On the most basic level, we can sympathize with Gatsby for being a dreamer. He wanted something and he set out to get it. His desire, his passion...both deserve admiration and so his failures deserve (some) pity.
There is also a complex sort of powerlessness involved in Jay Gatsby's story. He wants to change. He wants to make himself into something that he thinks is better than what he once was.
This craving for betterment and change is naturally a sympathetic drive. We can all understand this impulse. Again, the fact that he fails in the end to achieve his aims might lead us to feel some pity for someone who had such a baldly sentimental goal.
In my opinion, Gatsby deserves our sympathy because he is an embodiment of the American dream, which is that we can remake ourselves, that there is equal opportunity to succeed, that here, no matter what a man's roots are, he can win the hand of a fair lady. In spite of the fact that Gatsby consorts with criminals, makes up stories about his past, engages in adulterous behavior, and has a dubious source of income, he has a naivete that appeals and a deeply romantic streak. At the end, it is his love for Daisy and his chivalry that kill him. He dies believing in the American dream.
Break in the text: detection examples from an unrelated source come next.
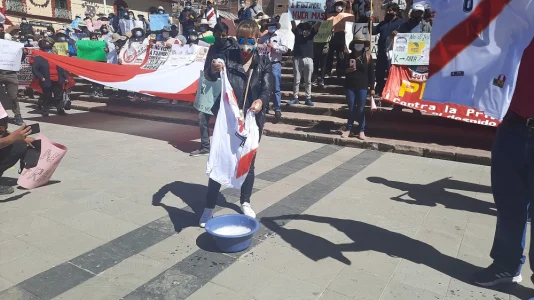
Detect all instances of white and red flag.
[206,64,260,189]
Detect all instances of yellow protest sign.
[313,20,334,43]
[54,42,69,56]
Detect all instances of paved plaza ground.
[0,107,534,300]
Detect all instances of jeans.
[293,57,313,100]
[345,88,367,132]
[272,62,282,111]
[325,32,346,75]
[0,71,20,116]
[375,53,389,95]
[0,141,28,177]
[42,81,64,111]
[313,43,327,83]
[490,113,534,271]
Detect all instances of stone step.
[264,123,491,165]
[267,112,496,150]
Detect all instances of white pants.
[293,57,313,100]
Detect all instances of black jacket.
[204,38,274,109]
[32,56,68,88]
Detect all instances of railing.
[6,0,28,14]
[54,8,72,20]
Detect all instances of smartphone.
[28,123,41,134]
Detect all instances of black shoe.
[274,110,282,124]
[0,185,15,195]
[189,149,210,157]
[13,115,24,126]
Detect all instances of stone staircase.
[16,56,495,164]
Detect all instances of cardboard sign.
[391,33,430,66]
[289,0,326,22]
[0,39,24,71]
[149,14,169,31]
[17,134,67,189]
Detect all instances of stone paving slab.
[0,108,534,300]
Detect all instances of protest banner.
[17,134,67,189]
[149,14,169,31]
[17,48,38,89]
[345,22,380,59]
[141,45,172,70]
[54,42,69,56]
[391,33,430,66]
[382,65,499,126]
[289,0,326,22]
[313,20,334,43]
[76,40,107,62]
[119,42,148,66]
[193,71,221,115]
[0,39,24,71]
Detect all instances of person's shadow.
[152,181,239,232]
[260,214,534,299]
[367,177,497,216]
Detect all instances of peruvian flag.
[31,47,204,102]
[206,64,260,189]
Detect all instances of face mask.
[239,45,256,58]
[353,44,364,52]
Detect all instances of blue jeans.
[272,62,282,111]
[490,118,534,271]
[345,89,367,132]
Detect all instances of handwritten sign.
[391,33,430,66]
[141,45,172,70]
[313,20,334,43]
[17,134,67,189]
[0,39,24,71]
[289,0,326,22]
[193,71,221,115]
[149,14,169,31]
[345,22,380,59]
[119,42,148,66]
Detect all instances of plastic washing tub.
[206,214,260,253]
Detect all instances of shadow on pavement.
[152,181,240,232]
[21,106,200,152]
[367,177,497,216]
[261,214,534,299]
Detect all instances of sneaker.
[0,185,15,195]
[189,149,210,157]
[274,110,282,124]
[13,115,24,126]
[474,264,523,287]
[241,202,256,219]
[287,98,300,106]
[198,208,213,228]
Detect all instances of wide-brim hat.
[110,33,127,43]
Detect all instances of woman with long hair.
[200,20,273,227]
[341,33,375,140]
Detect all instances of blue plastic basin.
[206,214,260,253]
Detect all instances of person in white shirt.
[258,18,289,122]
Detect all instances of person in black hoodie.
[32,38,68,117]
[341,33,375,140]
[199,20,274,227]
[190,22,230,157]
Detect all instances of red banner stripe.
[428,0,512,77]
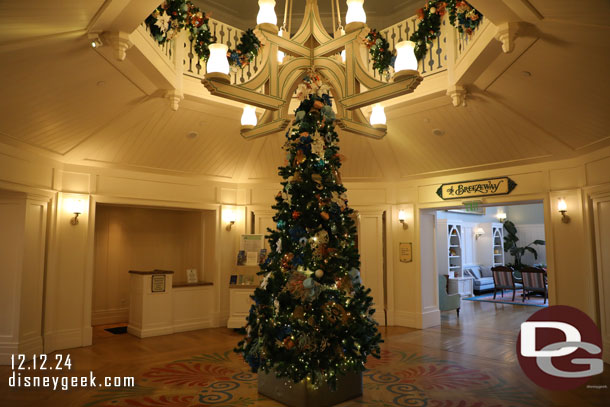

The other aspect of Gatsby to bear in mind is the characters with whom we are comparing him. There is nothing appealing about the stupidity and brutality of Tom, the cynicism of Daisy, or the spectacularly unsuccessful social-climbing Wilsons. Passive Nick is not an engaging character, and neither is Jordan, who is almost immediately characterized as dishonest. Truly, Gatsby is a knight in shining armor in among this cast of characters.